Ricardo Menéndez Salmón
Editoria Seix Barral
2016
326 páginas
Ricardo Menéndez Salmón nos ofrece una gesta distópica. Hablo de gesta, no de gesto, porque en manos de escritores menos solventes, hablaríamos de eso, de un gesto, una mueca, un esbozo, un empeño estéril, pólvora mojada, sin embargo Ricardo, una para mí de las mejores prosas españolas del panorama actual, aúna contenido y continente, para trascender el ensayo y de la mano de El Narrador, situarnos en una sociedad futurista, que bien podría ser un presente continuo, si prestamos atención al mundo cada vez más convulso que vemos en las imágenes que vomitan los telediarios cada día.

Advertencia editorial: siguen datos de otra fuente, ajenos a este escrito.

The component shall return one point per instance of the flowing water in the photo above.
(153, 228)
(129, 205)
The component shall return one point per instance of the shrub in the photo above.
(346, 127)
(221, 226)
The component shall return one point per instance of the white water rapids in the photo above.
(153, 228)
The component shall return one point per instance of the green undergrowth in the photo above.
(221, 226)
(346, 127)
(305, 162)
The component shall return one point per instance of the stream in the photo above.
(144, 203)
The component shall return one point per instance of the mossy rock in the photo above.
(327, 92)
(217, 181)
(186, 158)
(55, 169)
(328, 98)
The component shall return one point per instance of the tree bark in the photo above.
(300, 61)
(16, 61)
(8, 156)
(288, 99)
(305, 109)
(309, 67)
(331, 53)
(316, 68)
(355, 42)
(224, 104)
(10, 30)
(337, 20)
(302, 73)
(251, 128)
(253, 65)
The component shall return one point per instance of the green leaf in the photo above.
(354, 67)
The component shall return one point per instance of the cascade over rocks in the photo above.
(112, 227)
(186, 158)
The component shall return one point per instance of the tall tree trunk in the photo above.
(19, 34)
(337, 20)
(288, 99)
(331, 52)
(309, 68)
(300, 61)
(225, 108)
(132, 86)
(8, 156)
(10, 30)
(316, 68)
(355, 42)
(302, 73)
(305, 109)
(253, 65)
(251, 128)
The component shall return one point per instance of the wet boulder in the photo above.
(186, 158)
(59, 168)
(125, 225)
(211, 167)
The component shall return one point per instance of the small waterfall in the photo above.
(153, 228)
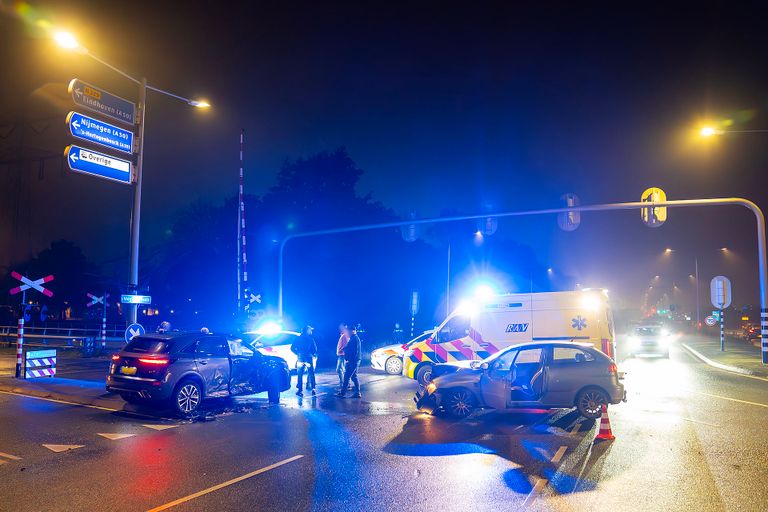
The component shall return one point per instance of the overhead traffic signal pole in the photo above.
(641, 205)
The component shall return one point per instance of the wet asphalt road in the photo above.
(690, 437)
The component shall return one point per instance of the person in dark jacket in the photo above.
(305, 349)
(352, 356)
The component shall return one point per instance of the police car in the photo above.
(389, 359)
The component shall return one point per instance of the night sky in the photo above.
(467, 106)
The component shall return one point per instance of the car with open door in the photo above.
(185, 368)
(543, 375)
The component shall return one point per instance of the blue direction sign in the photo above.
(99, 132)
(134, 330)
(98, 164)
(136, 299)
(99, 100)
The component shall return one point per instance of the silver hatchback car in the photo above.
(548, 375)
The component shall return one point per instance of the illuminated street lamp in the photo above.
(68, 41)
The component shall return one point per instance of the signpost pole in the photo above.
(133, 282)
(104, 325)
(722, 331)
(20, 339)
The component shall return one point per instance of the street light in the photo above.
(68, 41)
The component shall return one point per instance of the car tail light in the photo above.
(153, 361)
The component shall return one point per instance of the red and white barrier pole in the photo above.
(104, 334)
(20, 349)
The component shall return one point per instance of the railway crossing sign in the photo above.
(95, 300)
(720, 291)
(28, 283)
(99, 132)
(98, 164)
(134, 330)
(102, 102)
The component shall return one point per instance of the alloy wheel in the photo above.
(461, 403)
(394, 365)
(188, 398)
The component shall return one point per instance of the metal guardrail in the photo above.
(113, 331)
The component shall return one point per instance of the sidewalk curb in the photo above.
(12, 388)
(721, 366)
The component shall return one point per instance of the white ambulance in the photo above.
(478, 329)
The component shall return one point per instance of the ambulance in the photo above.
(482, 327)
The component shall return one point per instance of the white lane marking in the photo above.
(756, 404)
(61, 401)
(542, 482)
(224, 484)
(63, 447)
(115, 437)
(559, 454)
(724, 367)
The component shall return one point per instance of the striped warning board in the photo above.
(40, 363)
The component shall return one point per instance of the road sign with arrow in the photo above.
(98, 164)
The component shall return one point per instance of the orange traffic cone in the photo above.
(605, 427)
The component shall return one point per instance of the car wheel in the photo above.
(187, 397)
(273, 391)
(590, 402)
(460, 403)
(394, 366)
(424, 375)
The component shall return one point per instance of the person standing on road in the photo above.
(352, 357)
(305, 349)
(343, 340)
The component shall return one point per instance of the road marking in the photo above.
(756, 404)
(724, 367)
(61, 401)
(542, 482)
(63, 447)
(224, 484)
(559, 454)
(115, 437)
(160, 427)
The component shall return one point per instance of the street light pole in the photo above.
(133, 281)
(698, 308)
(68, 41)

El mundo como lo conocíamos es un Sistema, con las hechuras de un archipiélago. Hemos superado la Protohistoria, la Historia Antigua, la Historia Moderna, la Historia Nueva. El mundo está divido entre los Propios y los Ajenos. El poder, y por tanto también el relato de la Historia, está en manos de los primeros. Los otros, los Ajenos, se rebelan, desafían el Sistema, quieren abolirlo dado que éste no conoce la compasión, e inician la rebelión, la posible toma del Poder.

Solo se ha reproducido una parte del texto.